RESULTS: This study investigated the photosynthetic physiological parameters of tea plants under the influence of ZnO NPs, the content of key photosynthetic enzymes such as RubisCO, chlorophyll content, chlorophyll fluorescence parameters, transcriptomic and extensive targeted metabolomic profiles of leaves and new shoots, mineral element composition in these tissues, and the epiphytic and endophytic microbial communities within the phyllosphere. The results indicated that ZnO NPs could enhance the photosynthesis of tea plants, upregulate the expression of some genes related to photosynthesis, increase the accumulation of photosynthetic products, promote the development of new shoots, and alter the content of various mineral elements in the leaves and new shoots of tea plants. Furthermore, the application of ZnO NPs was observed to favorably influence the microbial community structure within the phyllosphere of tea plants. This shift in microbial community dynamics suggests a potential for ZnO NPs to contribute to plant health and productivity by modulating the phyllosphere microbiome.

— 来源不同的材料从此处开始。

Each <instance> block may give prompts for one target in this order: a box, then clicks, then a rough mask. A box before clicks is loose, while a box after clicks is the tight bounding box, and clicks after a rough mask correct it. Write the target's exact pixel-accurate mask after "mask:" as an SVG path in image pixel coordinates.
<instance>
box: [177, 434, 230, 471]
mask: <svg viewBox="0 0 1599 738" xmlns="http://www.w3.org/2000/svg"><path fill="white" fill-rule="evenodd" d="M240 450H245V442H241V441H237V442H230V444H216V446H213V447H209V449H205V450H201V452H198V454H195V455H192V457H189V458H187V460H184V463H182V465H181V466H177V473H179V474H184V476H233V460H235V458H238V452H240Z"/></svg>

CONCLUSIONS: This study demonstrates that ZnO NPs have a positive impact on the photosynthesis of tea plants, the sprouting of new shoots, and the community of phyllosphere microorganisms, which can improve the growth condition of tea plants. These findings provide new scientific evidence for the application of ZnO NPs in sustainable agricultural development and contribute to advancing research in nanobiotechnology aimed at enhancing crop yield and quality.